The files for this exercise can be found here; this file contains a directory structure with
a couple of .mlw files.
Please, work in pairs!
You can submit these exercises in Brightspace; the deadline for submission is Tuesday 12 February 2019, 12:00.
Describe any interesting findings and your answers by adding a report.txt (don't forget to mention
the student id of you and your partner) in the exercise folder, and then zip/tar the entire structure (so that it includes
all the files that Why3 generates)
Install Why3, detailed instructions for that can be found here.
Go into the fibo/ folder. This contains a .mlw file that contains two approaches
to computing Fibonacci numbers: as a fast program,
and a direct mathematical formula.
This uses the int.Fibo module from the Why3 standard library which specifies Fibonacci numbers in the usual, recursive sense.
You can find its definition in /usr/local/share/why3/stdlib/int.mlw.
Use Why3 to verify that all proof goals actually become proved.
(Hint: you should be able to do this the lazy way by just using the "Auto (level 2)" strategy, but also try playing around with manually splitting goals into smaller ones and running provers.)
Everything should get proven, but what is actually being proven here?
In russian/, you will find an almost completed implementation of
Russian peasant multiplication,
which multiplies two numbers by a repeated double-and-add scheme.
Complete the code by completing the odd function.
Test your program by executing why3 execute russian.mlw Russian.main, then verify it in the Why3 IDE.
Give a specification for the function half, and verify it.
Find invariant(s) for the while loop in the function mult, so that the post-condition of mult will be verified (ignore termination for now).
Prove that the function terminates by finding a suitable variant. You may need to add
additional invariants to prove that this variant is suitable.

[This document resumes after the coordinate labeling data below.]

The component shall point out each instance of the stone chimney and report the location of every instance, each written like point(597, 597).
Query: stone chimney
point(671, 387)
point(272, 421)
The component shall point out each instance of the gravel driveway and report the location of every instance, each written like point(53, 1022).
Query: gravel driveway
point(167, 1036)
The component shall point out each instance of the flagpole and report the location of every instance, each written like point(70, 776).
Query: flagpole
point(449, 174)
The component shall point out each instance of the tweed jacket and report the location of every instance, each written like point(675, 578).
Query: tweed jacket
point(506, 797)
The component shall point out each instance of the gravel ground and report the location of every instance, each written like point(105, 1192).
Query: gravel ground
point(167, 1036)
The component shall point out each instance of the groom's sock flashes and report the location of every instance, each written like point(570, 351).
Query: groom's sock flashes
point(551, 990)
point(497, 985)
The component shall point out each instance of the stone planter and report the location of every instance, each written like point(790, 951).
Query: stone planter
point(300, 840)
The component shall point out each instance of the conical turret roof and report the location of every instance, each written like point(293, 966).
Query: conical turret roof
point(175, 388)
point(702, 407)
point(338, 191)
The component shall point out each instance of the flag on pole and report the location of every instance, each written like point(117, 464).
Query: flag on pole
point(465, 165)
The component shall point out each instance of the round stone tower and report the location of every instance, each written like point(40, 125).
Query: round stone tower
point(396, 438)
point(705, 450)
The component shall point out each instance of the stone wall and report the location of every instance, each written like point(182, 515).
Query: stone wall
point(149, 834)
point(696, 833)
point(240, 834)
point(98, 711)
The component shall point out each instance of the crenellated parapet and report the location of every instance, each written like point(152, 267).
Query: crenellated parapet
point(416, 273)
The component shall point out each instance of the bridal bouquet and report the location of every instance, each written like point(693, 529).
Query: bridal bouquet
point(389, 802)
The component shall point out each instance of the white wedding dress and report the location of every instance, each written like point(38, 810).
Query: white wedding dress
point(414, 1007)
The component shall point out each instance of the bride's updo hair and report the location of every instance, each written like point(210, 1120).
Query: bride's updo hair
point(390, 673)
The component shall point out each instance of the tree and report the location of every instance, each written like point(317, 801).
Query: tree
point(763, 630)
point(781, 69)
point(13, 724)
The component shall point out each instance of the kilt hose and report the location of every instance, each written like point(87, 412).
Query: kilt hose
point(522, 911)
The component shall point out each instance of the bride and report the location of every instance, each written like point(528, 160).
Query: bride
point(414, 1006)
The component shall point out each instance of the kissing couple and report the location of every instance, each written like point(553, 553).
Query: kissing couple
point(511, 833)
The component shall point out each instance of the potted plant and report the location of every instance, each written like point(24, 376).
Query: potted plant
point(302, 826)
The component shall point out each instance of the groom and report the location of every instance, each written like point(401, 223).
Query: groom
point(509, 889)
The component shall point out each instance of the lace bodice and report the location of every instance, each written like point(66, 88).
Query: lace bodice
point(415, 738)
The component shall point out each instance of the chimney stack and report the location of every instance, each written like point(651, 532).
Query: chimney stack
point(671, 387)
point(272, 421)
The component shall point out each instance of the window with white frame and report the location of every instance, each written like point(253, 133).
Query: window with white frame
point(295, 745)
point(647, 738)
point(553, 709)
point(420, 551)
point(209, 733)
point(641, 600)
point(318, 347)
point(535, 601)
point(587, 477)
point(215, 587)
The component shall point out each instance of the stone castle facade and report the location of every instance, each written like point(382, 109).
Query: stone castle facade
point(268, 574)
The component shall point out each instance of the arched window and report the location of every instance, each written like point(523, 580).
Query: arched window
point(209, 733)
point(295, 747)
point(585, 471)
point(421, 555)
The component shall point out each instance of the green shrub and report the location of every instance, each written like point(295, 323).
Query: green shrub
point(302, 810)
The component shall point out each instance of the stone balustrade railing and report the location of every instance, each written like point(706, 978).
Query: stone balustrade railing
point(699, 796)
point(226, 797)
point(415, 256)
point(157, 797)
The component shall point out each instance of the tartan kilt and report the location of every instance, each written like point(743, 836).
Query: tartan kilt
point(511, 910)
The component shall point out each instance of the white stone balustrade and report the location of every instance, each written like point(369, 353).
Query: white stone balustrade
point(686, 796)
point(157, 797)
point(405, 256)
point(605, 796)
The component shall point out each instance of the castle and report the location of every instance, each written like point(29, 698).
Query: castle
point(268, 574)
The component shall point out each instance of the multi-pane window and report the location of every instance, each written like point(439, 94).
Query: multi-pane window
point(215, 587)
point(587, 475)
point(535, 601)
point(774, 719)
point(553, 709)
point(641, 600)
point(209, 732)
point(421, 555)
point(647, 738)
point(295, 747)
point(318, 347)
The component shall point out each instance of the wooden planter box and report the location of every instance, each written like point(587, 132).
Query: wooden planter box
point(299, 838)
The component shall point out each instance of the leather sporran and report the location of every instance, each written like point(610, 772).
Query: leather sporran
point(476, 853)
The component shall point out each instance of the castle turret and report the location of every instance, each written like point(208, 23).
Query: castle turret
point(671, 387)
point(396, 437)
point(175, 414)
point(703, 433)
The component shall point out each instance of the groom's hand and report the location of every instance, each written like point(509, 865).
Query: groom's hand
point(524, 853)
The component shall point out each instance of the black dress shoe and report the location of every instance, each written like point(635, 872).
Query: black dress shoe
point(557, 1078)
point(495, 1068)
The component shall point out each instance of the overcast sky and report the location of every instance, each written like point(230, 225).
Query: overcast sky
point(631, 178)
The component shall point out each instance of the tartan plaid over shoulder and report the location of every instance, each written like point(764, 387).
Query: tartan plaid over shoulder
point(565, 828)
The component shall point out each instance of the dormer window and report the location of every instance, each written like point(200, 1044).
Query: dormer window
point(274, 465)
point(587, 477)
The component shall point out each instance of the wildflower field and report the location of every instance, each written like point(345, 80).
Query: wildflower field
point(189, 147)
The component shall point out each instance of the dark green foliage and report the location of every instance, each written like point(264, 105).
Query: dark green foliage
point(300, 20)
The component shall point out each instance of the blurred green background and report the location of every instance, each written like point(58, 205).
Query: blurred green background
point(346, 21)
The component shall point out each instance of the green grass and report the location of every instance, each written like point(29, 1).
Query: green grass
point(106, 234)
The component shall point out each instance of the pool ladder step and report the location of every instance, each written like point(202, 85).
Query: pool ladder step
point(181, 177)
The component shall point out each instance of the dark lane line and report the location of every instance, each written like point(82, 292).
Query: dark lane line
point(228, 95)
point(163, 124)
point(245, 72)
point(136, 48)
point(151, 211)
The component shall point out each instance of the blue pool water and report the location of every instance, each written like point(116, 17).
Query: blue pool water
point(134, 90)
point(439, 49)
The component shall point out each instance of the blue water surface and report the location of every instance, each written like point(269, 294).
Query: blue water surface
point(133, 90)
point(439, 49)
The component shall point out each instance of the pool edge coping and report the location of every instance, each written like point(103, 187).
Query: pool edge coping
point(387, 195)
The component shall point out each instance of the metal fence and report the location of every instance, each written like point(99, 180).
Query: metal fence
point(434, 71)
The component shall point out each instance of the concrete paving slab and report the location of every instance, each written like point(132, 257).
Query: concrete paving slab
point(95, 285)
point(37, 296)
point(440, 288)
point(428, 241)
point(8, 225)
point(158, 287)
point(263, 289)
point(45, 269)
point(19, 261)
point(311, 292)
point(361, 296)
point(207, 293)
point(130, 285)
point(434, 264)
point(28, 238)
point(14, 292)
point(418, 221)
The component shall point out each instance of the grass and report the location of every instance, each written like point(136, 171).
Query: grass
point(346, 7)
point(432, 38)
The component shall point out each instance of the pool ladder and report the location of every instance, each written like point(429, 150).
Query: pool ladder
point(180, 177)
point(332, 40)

The file uses int.EuclideanDivision. There is also a module int.ComputerDivision. What is the difference? Does the code still verify if you change line 5 to use int.ComputerDivision instead? If not, can you fix it?
More challenging We can compute "a to the power of b" in a similar fashion, using a square-and-multiply method. Duplicate your verified version of mult as a function pow, and change the code so it implements exponentiation instead of multiplication. After you have convinced yourself that your modifications are correct (e.g. by testing it), prove your function correct in a similar fashion to how you proved mult.
Tips:
The mathematical power function is defined in the Why3 standard library in int.Power
Reasoning about the power function is not as well-supported by automatic provers, and most probably automatic provers
will let you down even if you increase the timeout in Preferences. In that case, try adding (and of course proving) a lemma
which expresses the fact that $$(x\cdot x)^y = x^{(2y)}$$ for non-negative values of y.